Coordinating services
The complex case managers follow patients until they are stable and seek care in the appropriate setting, sometimes for a year or more. They accompany patients to their primary care and specialist visits and see them in the hospital, following up by telephone between visits. The case managers recently began visiting patients in their homes. "These patients have a large number of issues that are best understood and addressed when the case managers visit the homes and can see the conditions for themselves," Williams says.
Many patients in the program need mental health care as well as medical care. The complex case managers can coordinate between the two services to make sure that mental health practitioners are aware of the patient’s physical issues and that people providing medical care are aware of the patient’s mental health problems, he adds.
The key to the program’s success is that the case managers are able to coordinate services both inside and outside of the healthcare arena, Williams says. "The complex case managers provide a coordinated connection to social services and medical services. They know how to get an electronic benefits transfer card for people whose income is so low they may have to choose between buying food or medicine.

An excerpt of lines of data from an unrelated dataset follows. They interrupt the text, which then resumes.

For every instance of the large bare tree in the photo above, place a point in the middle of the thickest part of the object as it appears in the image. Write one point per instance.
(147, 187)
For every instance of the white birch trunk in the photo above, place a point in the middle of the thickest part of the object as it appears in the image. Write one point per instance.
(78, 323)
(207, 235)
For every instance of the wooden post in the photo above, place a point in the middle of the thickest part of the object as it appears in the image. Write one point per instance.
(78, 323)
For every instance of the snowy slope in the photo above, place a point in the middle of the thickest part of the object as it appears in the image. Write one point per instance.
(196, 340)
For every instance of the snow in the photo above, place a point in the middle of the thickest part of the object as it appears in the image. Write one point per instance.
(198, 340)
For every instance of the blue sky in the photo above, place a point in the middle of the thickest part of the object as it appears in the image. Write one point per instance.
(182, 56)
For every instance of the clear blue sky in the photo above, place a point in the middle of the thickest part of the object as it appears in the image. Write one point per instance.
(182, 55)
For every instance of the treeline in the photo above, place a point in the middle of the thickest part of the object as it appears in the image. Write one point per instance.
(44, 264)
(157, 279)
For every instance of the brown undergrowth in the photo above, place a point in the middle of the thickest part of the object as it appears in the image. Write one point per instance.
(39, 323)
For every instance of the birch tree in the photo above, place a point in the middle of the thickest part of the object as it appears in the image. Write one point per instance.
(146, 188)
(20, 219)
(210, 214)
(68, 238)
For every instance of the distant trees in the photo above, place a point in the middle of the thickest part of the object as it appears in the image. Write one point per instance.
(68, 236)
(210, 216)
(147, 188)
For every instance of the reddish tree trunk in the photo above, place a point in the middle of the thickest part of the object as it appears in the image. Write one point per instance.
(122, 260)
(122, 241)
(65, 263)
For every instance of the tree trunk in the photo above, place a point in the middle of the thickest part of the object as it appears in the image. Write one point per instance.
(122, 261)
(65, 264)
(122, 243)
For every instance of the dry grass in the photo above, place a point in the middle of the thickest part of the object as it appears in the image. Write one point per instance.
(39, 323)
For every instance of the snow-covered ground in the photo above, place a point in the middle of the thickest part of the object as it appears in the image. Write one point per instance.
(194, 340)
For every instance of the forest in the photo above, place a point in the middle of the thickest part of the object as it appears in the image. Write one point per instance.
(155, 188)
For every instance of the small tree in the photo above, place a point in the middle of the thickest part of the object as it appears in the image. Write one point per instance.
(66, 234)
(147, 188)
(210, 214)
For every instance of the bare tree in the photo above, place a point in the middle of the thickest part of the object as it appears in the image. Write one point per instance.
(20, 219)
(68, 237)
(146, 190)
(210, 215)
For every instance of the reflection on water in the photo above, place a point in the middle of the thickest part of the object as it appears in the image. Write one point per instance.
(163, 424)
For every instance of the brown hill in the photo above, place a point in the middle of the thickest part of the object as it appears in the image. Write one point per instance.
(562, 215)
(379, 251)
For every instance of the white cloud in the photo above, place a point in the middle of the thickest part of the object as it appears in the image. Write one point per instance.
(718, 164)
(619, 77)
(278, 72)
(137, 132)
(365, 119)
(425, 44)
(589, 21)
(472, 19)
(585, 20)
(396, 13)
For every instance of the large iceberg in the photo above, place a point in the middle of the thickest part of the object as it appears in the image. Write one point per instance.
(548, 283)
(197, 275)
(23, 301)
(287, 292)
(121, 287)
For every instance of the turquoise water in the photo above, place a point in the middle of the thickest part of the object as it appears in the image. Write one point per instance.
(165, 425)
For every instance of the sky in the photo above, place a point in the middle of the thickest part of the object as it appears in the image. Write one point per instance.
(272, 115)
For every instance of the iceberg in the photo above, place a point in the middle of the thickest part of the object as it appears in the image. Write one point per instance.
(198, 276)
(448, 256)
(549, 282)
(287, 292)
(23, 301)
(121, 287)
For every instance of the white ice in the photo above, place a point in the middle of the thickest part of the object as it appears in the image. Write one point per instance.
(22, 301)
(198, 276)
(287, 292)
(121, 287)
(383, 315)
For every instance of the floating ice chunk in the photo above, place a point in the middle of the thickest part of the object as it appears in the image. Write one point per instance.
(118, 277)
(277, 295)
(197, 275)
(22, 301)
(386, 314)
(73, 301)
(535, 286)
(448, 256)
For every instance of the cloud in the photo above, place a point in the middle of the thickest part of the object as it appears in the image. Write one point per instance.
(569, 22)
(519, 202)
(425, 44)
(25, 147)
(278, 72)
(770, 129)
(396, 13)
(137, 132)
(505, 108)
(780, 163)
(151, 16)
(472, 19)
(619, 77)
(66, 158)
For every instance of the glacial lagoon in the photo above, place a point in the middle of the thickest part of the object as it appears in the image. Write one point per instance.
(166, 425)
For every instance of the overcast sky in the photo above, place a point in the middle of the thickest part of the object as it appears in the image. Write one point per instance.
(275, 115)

They help patients access Medicaid-funded transportation and provide connections to a supportive housing group," he says.
The health system is still gathering data from the program but has received accolades from patients and their family members.
"We’ve gotten great reviews from patients who participate in confidential phone surveys. There have been no negative comments, and when we ask what we could do better, they suggest that their complex case manager move in next door or stop taking vacations," he says.